AT least 35 hectares of vines across seven vineyards in the Adelaide Hills were damaged by the Sampson Flat fire earlier this month, but the true extent of the blaze's impact may extend much further.
With the fire burning for several days, grapes in vineyards around the region may have been exposed to damaging levels of smoke, leading to widespread concern about the potential for smoke taint in the resulting vintage of wine. Tainted wine can possess unpleasant smoky, spicy, plastic or even medicinal aromas or flavours.
Illustrating the level of concern in the community, a Woodside seminar on January 20 detailing the impact of bushfires on vines, organised by the Adelaide Hills Wine Region, attracted more than 100 registered attendees. Growers, viticulturists and winemakers were all well represented, with many hoping to separate fact from myth to not only minimise wineries crushing unusable fruit, but to also ensure growers' fruit is not unnecessarily rejected by wineries.
The industry members who packed into Bird in Hand's barrel room heard from AHWR technical committee member and viticulturist Richard Hamilton and Australian Wine Research Institute Victorian node manager Mark Krstic.
While the location of vineyards in and around the 12,000ha fireground had helped firefighters, with vines acting as a fire break thanks to their large green canopies and low dry fuel load, their owners - and many more across the region - now had to consider the potential for smoke taint in their grapes.

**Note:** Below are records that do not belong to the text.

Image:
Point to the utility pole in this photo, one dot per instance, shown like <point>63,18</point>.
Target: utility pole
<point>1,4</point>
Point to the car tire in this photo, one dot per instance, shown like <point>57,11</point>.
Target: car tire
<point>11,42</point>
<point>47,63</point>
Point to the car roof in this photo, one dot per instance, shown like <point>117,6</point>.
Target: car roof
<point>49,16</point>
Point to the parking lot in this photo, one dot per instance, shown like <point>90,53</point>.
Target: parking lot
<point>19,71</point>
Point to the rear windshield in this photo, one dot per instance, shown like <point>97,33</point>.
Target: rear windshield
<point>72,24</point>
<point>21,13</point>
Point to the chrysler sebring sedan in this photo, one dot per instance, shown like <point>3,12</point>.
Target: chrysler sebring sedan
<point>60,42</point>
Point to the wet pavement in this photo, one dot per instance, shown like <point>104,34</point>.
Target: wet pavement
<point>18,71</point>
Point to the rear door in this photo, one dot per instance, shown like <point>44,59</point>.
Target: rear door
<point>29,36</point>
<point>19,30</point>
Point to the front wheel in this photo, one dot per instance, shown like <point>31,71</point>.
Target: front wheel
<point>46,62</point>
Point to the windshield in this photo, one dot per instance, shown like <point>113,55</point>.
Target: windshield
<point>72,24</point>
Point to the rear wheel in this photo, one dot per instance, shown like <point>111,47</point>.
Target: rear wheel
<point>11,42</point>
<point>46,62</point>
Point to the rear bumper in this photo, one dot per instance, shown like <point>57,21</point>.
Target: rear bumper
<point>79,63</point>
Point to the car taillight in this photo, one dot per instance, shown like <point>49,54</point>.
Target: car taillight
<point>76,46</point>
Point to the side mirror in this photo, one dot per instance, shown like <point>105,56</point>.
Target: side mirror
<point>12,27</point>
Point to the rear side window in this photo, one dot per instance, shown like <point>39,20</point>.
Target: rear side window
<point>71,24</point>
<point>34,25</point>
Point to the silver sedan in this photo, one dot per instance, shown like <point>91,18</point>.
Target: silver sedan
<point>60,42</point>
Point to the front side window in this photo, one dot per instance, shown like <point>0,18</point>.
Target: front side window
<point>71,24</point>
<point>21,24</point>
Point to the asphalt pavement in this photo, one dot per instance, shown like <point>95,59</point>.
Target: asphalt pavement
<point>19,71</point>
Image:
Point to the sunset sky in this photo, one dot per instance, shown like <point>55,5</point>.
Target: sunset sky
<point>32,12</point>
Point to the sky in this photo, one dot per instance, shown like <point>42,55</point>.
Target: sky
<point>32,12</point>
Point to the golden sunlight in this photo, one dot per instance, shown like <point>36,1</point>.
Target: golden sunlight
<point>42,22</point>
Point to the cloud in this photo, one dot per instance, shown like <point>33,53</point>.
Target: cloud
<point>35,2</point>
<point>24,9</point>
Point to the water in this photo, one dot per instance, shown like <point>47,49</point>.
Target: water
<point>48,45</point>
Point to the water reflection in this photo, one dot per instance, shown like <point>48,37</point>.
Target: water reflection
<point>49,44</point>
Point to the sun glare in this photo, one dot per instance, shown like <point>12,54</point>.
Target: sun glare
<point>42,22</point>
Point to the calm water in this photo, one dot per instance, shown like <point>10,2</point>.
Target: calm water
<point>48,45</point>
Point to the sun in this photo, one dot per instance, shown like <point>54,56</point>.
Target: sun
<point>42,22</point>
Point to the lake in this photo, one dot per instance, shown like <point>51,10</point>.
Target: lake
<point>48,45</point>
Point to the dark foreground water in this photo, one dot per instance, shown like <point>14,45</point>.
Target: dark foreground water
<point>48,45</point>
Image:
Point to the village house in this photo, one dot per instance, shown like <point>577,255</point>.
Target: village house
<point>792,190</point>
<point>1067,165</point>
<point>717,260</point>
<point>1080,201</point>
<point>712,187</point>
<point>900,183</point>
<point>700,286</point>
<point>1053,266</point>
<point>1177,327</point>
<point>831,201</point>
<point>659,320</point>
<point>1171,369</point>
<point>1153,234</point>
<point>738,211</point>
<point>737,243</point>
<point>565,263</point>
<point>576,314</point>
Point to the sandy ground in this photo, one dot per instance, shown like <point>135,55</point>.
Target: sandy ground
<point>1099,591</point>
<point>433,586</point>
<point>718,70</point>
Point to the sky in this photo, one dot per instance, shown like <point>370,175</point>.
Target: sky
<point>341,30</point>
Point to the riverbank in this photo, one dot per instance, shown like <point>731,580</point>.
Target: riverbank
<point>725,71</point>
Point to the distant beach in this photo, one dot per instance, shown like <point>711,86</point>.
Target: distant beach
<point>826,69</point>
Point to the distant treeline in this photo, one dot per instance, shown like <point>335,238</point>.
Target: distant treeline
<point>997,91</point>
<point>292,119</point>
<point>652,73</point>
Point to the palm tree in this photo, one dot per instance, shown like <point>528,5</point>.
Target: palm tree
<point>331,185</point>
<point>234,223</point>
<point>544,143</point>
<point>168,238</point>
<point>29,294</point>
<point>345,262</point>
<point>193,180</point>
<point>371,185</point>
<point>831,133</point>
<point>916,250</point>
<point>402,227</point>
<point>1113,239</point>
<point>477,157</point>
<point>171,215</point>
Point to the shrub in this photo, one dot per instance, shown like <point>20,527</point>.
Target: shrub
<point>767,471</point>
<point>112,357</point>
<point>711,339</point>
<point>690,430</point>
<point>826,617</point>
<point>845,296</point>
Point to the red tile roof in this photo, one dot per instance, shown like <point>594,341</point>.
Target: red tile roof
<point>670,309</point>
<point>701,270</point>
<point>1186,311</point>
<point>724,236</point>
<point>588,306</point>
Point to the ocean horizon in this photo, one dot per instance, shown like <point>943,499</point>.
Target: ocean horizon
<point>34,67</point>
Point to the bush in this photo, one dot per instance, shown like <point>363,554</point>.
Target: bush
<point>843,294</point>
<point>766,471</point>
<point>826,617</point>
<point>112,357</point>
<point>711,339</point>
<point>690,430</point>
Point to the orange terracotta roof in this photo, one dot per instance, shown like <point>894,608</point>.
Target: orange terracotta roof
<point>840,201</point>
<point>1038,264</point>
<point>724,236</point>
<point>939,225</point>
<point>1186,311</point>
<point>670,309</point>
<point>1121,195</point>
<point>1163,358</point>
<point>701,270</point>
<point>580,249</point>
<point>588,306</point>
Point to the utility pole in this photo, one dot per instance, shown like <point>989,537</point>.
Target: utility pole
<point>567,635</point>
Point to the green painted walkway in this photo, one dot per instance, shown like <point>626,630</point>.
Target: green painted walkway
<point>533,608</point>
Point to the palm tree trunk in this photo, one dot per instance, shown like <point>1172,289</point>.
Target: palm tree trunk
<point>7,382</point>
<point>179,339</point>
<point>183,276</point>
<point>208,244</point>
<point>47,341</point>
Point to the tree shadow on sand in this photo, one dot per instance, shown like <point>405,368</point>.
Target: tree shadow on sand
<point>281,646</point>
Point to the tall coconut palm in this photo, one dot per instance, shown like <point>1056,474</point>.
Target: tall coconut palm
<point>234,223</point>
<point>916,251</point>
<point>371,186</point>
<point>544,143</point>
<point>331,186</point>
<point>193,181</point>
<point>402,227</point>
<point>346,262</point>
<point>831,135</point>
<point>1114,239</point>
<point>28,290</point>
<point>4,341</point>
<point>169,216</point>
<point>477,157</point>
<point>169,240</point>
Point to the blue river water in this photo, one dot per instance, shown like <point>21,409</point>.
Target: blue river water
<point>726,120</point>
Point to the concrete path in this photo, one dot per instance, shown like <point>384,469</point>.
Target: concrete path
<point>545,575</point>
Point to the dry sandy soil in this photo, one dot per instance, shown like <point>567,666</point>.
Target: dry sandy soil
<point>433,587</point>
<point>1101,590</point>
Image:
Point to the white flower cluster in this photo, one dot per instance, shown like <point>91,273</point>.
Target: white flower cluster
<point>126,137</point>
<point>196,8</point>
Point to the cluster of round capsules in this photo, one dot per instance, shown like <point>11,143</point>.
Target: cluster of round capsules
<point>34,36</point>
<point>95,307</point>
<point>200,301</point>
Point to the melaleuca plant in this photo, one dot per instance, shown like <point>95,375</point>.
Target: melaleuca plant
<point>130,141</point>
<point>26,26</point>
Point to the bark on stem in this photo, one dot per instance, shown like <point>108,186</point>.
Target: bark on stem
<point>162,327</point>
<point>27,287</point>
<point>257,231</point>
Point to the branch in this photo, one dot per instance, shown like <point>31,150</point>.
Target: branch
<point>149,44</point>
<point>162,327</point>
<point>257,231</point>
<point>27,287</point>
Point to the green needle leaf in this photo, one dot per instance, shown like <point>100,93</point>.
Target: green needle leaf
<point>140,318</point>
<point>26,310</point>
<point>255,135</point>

"In some ways we are fortunate that this was an early fire in the sense that most varieties are just going into veraison," Dr Hamilton said. "It's still a question of whether we'll actually see smoke taint - it's right on the edge of when we'd expect it to occur."
Assessing the risk of smoke taint is difficult, with damage varying depending on the density of the smoke and length of exposure. Visual recounts are often not accurate enough to tell the full story.
Dr Krstic said smoke tainted berries in two ways - either through direct absorption into the berries, or absorption by the leaves and then that being translocated to the fruit.
The susceptibility of berries to smoke taint is variable - between low and medium - from when they are pea-sized through to the onset of veraison. From seven days post-veraison until harvest, the fruit is highly susceptible to smoke damage, meaning the likelihood of damage across the Adelaide Hills could vary greatly depending on the maturity of the fruit at the time of the fire.
Smoke consists of thousands of different compounds, with only a few likely to taint wine. The compounds that cause the unpleasant flavours and aromas are at their highest concentration around the berry skins, meaning red varieties, which are fermented on their skins, are most likely to be tainted. These compounds include guaiacol (smoke, sweet smoke, smoky bacon aromas and flavours), 4-methylguaiacol (smoky, spicy), syringol (smoky, charry), o-Cresol (plastic), m-Cresol (smoky, bandaid) and p-Cresol (faecal, medicinal).
One major problem facing winemakers is that these compounds often exist as bound glycosylated conjugates, and slowly break down as the wine ages. This means that taint may be undetectable in a young wine, but may emerge as the wine gets older.
Dr Krstic advised winemakers to conduct a small-scale ferment of potentially damaged fruit before harvest to check for smoky aromas. This can be commenced any time from when the fruit reaches 8-9 Baume. He urged winemakers to send samples to the AWRI for analysis to determine the level of free and bound smoke taint-causing compounds.
"If you've had smoke for a number of hours in your vineyard, even at this stage of growth, I'd still be going through all the risk assessment methods that are at hand," he said.
He recommended hand harvesting white varieties to minimise breaking the skins for as long as possible, and ensuring that leaf matter is excluded from the press. Fruit should also be kept cool - around 10 degrees Celcius - if possible.